Most shocking of all, individuals whose wealth and power were widely assumed to be impregnable have been forced from the stage. Roman Abramovich has announced his intention to sell Chelsea FC, sensing the threat of sanctions in the UK. The Russian billionaire Alisher Usmanov has stepped down as president of the International Fencing Federation and his sponsorship of Everton FC has been suspended. Even Vladimir Putin has been punished, with the International Judo Federation stripping him of the honorary presidency he has held since 2008.

Other cases are more complex. Was it right for Russian F1 driver Nikita Mazepin to be ejected from the British Grand Prix then see his Haas team contract terminated? Should individual Russian athletes be punished unless they condemn the invasion of Ukraine? Will Ivan Drago have to be censored out of the Rocky movies? In part, this is the tragedy of autocracy: the state and the individual begin to bleed into each other to the extent that it is difficult to separate them. Whether you are a billionaire oligarch, a film-maker reliant on state funding or an athlete benefiting from a centralised performance programme, it is virtually impossible to thrive in Russia without becoming entangled with the regime in some form.

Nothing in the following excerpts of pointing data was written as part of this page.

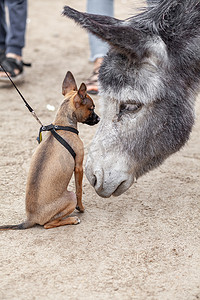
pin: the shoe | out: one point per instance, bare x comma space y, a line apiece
10, 65
2, 55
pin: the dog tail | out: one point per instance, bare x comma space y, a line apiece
25, 225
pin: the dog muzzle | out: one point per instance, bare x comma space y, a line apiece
92, 120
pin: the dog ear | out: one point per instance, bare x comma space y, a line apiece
117, 33
69, 84
79, 98
82, 91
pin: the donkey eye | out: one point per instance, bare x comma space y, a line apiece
130, 107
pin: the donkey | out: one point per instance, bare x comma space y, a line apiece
149, 80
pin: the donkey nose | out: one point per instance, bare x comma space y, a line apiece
97, 180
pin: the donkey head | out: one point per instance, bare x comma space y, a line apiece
148, 82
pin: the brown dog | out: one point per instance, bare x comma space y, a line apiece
48, 202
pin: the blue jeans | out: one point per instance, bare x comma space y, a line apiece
12, 36
98, 48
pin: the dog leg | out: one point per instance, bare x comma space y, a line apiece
78, 181
62, 222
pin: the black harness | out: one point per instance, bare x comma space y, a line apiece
53, 129
50, 127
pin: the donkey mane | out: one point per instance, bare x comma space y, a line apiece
148, 81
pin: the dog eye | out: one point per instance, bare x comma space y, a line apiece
130, 108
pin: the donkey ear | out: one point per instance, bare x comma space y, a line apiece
118, 34
82, 91
69, 84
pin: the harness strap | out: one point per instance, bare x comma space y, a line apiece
64, 143
53, 129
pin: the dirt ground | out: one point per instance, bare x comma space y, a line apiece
142, 245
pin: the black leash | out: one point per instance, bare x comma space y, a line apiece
26, 103
50, 127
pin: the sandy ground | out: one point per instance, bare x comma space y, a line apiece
144, 244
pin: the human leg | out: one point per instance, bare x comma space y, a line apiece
15, 39
2, 30
16, 33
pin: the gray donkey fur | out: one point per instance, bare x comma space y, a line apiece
148, 80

But the wider lesson here is one that goes well beyond Russia and well beyond this war. For years, we have been told by the world’s sporting bodies, many of its athletes and the majority of its autocratic regimes that sport can and should be kept separate from politics. Now we realise why they were so intent on touting and maintaining this fiction. For those invested in the smooth running of international sport, either as a vehicle for commercial growth, personal enrichment or soft power, politics means questions and moral dilemmas. It means independent thought, scrutiny and oversight. It means exercising a conscience. It means change.

Now, as it turns out, an entire country can be wiped from the sporting map almost overnight if the will is there to do it. And for political reasons, rather than anything it has done on the field of play. This was possible all along! Why, then, was Russia allowed to host the 2018 Fifa World Cup? Why was the genocidal regime in China rewarded with this year’s Winter Olympics? Why have abusive governments in the United Arab Emirates and Saudi Arabia been allowed to own football clubs and cycling teams? Why is this year’s World Cup in Qatar?

The past week has been an eye-opener in many ways. Athletes leading the call to action. Public opinion forcing governing bodies into U-turns. People beginning to rethink the entire relationship between elite sport, money and power. Maybe this is just a fleeting illusion of solidarity in the jaws of a terrible human catastrophe. But if things really are going to change, this is how it starts.